Washington law requires new registrants to provide either a driver license number or the last-four digits of a Social Security number. One identifier is enough. Not both. Thousands of voters naturally have one or the other.

Another claim is that a few thousand voters have neither. Some cite this as proof of fraud. The truth is far more ordinary.

Before the 1990s, Washington used sworn registrars appointed by county auditors to register voters throughout the community. These voters signed a form, the registrar attested to their identity, and that was enough. They were registered legally under the law at the time and remain valid voters today.

This is not fraud. It is simply the history of our state’s election administration.

Most of the voter roll is already public. Anyone can request names, addresses, precincts, registration dates, and participation history.

What is not public, and has never been public, are the keys to your identity such as your Social Security number and your driver license number.
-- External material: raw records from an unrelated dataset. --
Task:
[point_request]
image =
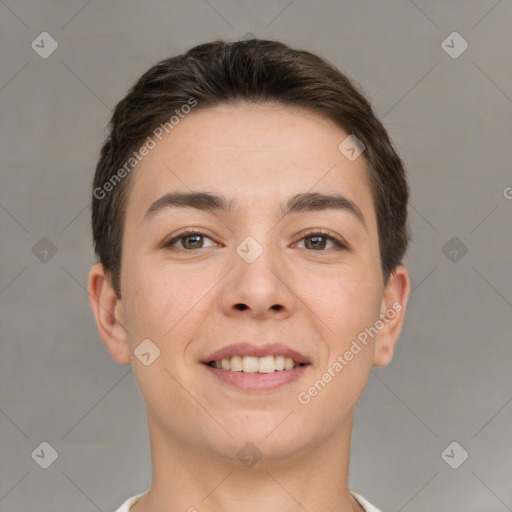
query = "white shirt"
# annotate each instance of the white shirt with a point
(368, 507)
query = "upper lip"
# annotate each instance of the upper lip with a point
(246, 349)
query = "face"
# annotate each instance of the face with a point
(283, 262)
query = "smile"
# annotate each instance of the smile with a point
(251, 364)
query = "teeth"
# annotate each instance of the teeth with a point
(251, 364)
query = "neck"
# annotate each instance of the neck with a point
(186, 478)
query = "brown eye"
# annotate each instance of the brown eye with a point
(319, 242)
(189, 241)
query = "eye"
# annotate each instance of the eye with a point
(318, 241)
(189, 240)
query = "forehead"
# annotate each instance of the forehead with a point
(255, 155)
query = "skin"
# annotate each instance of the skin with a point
(185, 302)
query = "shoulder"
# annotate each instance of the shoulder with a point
(367, 506)
(125, 507)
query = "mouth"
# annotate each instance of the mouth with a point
(252, 364)
(256, 368)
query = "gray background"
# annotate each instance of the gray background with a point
(450, 118)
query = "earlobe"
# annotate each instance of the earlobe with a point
(108, 313)
(393, 307)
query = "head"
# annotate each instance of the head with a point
(290, 239)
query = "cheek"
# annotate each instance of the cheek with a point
(346, 301)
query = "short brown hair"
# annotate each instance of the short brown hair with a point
(255, 71)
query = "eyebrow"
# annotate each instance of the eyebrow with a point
(305, 202)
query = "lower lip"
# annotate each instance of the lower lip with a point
(257, 381)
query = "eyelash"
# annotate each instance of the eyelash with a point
(338, 244)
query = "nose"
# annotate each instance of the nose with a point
(259, 289)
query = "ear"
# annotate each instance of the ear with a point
(109, 315)
(392, 314)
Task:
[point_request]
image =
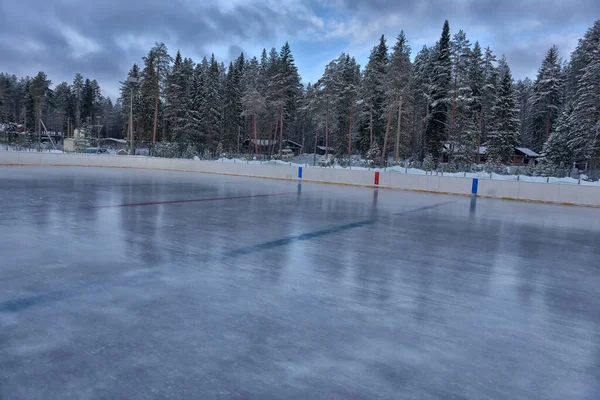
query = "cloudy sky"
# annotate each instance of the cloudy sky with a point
(103, 38)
The DOJ complaint is keen to security concerns. The Fed’s want our state to produce the requested information through encrypted email or via a secure file-sharing system.

The DOJ have also found a loophole. Federal law statutes say the last 4 digits of a social security number, shall not be considered a social security number. And let's face it, the federal government already know everyone’s individual Social Security number.

On the other hand, releasing driver license and SS numbers violates Washington law, while facilitating an intrusion into a state's right to administer its own elections.

State Audit

Our elections are administered by trained professionals who use every lawful tool available to maintain clean, accurate rolls.

Washington voters have repeatedly chosen convenience in voting, and they also expect security. Our system provides both. Counties constantly remove voters who have moved, died, or duplicated a registration. Indeed, actual fraud exists — but is rare, isolated, and routinely caught by election staff.

Washington’s system is not perfect, but it is stable, transparent and grounded in law.

This is why Secretary Hobbs is right to resist the federal government’s overreach. But simply saying no is not enough.

In moments of doubt, silence creates a vacuum, and skeptics will always rush to fill it. Hobbs must step forward and proactively show Washington voters how the system works, why it works, and how it is protected by law and professional oversight.

Hobbs is the top election official in Washington. The responsibility to cultivate public trust rests with him. The state needs more than resistance — it needs visible leadership.

Secretary of State Hobbs should request a formal audit of the voter rolls — not as a concession to critics, but as a statement of confidence.

Pat McCarthy, our State Auditor, who previously served as Pierce County’s chief elections official, is uniquely qualified to lead it. Former Republican Secretaries of State like Sam Reed and Kim Wyman should serve as subject matter experts. Such an audit would show the public how the process works and why the rolls are accurate and lawfully maintained.

This approach reassures voters that their system is strong. It also reinforces the principle that Washington controls its own elections, not the federal government.

For the Cascade Party, the expectation is clear. Protect privacy. Support the professionals who administer elections. Keep the federal government in its lane. Uphold the convenience and security that Washington voters have repeatedly chosen. But most of all, lead.

The moment calls for transparency and confidence.

Secretary Hobbs must lead, not in response to pressure, but because Washington’s voters deserve a system defended openly, confidently and without apology.

Damon Townsend is a former Pierce County Election Supervisor and has served as Interim Elections Manager in both Cowlitz and Clallam counties. He helped develop the VoteWA voter registration system and later served as the Washington Secretary of State’s Support and Training Manager for county elections offices statewide.